Comment ces enfants étaient-ils là ? Peut-être s’étaient-ils évadés de quelque corps de garde entrebâillé ; peut-être aux environs, à la barrière d’Enfer, ou sur l’esplanade de l’Observatoire, ou dans le carrefour voisin dominé par le fronton où on lit : Invenerunt parvulum pannis involutum, y avait-il quelque baraque de saltimbanques dont ils s’étaient enfuis ; peut-être avaient-ils, la veille au soir, trompé l’œil des inspecteurs du jardin à l’heure de la clôture, et avaient-ils passé la nuit dans quelqu’une de ces guérites où on lit les journaux ? Le fait est qu’ils étaient errants et qu’ils semblaient libres. Être errant et sembler libre, c’est être perdu. Ces pauvres petits étaient perdus en effet.

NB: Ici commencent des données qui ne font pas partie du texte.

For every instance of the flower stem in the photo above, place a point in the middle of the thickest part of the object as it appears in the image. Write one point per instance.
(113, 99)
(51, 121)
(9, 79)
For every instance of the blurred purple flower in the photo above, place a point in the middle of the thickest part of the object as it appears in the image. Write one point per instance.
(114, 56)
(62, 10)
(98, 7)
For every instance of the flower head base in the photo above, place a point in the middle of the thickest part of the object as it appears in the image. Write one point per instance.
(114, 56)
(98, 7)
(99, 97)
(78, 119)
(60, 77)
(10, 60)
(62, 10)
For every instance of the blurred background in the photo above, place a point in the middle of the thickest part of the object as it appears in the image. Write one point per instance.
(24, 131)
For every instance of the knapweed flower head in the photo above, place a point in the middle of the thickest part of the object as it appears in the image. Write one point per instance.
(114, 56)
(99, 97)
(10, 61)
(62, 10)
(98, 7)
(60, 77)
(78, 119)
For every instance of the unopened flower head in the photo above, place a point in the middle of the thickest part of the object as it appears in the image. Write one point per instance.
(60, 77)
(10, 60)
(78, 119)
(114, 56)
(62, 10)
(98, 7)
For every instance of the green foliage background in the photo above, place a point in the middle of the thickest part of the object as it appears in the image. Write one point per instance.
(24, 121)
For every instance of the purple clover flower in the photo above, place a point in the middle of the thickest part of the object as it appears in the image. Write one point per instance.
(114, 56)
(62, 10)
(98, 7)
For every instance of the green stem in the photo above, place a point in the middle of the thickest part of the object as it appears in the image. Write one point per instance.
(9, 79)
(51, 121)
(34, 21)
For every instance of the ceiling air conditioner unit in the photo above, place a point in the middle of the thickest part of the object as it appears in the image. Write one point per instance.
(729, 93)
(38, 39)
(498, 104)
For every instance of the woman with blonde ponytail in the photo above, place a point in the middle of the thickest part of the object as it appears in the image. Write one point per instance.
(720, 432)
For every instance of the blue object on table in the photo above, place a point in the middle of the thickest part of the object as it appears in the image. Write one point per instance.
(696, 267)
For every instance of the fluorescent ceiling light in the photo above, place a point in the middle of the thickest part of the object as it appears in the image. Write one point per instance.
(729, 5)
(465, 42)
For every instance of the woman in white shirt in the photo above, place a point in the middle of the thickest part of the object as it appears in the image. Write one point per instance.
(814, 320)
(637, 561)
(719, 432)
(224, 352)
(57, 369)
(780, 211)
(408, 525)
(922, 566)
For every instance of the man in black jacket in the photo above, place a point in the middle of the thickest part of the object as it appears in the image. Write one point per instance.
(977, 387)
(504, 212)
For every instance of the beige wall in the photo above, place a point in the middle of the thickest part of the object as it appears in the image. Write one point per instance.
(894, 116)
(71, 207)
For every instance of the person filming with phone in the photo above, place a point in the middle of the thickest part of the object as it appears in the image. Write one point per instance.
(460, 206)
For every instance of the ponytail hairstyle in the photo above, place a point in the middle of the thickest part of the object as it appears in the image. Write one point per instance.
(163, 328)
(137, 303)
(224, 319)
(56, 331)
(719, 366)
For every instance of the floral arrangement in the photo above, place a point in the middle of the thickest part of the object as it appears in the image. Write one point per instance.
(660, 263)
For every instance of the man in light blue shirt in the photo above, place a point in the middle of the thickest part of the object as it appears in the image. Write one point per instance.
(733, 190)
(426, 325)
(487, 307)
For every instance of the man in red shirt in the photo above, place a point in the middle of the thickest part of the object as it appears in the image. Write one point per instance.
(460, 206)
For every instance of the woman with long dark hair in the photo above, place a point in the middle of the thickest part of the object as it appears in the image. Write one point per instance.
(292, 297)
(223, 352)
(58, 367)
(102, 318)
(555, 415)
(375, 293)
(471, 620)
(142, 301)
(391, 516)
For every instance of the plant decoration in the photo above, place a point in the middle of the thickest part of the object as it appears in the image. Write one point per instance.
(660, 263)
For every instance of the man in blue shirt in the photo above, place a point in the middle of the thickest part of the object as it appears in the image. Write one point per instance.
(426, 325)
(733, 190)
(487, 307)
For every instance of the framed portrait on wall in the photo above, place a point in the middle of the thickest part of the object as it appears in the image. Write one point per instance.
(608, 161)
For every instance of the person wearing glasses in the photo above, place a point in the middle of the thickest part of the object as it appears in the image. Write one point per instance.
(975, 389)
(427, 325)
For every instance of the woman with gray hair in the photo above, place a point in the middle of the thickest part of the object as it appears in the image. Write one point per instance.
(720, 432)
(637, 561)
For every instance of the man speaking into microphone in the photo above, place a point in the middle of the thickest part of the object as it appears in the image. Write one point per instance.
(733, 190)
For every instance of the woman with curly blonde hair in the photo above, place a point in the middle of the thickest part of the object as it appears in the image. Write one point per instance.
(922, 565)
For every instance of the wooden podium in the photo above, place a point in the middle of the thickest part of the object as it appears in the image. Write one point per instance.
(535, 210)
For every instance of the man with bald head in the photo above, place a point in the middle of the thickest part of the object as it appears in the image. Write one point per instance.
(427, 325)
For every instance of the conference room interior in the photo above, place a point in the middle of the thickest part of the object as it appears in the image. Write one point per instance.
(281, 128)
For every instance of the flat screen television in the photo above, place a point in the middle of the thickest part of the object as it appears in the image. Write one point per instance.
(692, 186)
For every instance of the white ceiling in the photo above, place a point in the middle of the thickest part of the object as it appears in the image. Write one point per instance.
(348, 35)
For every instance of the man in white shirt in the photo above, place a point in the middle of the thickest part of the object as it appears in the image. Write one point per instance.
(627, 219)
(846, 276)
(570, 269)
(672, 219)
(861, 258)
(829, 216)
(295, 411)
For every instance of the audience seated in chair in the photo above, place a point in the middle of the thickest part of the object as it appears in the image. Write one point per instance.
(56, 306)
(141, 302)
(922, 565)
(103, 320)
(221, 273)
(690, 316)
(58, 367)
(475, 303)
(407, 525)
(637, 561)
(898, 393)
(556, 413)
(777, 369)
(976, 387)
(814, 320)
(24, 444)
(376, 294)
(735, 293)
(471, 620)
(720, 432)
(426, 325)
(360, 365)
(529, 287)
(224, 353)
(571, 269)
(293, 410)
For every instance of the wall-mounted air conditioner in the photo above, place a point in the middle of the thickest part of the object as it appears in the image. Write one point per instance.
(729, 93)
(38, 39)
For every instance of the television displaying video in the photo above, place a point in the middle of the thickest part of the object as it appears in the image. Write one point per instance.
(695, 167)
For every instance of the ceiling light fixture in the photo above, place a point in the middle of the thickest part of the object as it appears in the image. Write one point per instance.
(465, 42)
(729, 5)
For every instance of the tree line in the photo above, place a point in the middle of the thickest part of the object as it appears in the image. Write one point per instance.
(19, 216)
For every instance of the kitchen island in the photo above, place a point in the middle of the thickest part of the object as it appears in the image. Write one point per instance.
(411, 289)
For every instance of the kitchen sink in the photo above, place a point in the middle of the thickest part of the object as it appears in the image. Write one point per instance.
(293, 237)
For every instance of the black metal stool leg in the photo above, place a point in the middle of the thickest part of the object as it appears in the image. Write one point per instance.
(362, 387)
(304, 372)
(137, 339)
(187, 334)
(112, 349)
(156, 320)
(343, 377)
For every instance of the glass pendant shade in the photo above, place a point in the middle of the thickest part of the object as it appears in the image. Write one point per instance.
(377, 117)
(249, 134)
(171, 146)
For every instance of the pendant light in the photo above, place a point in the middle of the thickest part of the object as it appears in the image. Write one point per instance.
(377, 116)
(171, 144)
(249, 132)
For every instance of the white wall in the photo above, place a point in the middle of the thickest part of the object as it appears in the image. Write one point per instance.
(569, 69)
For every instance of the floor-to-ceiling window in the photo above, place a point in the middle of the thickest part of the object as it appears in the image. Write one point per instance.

Ces deux enfants étaient ceux-là mêmes dont Gavroche avait été en peine, et que le lecteur se rappelle. Enfants des Thénardier, en location chez la Magnon, attribués à M. Gillenormand, et maintenant feuilles tombées de toutes ces branches sans racines, et roulées sur la terre par le vent.

Leurs vêtements, propres du temps de la Magnon et qui lui servaient de prospectus vis-à-vis de M. Gillenormand, étaient devenus guenilles.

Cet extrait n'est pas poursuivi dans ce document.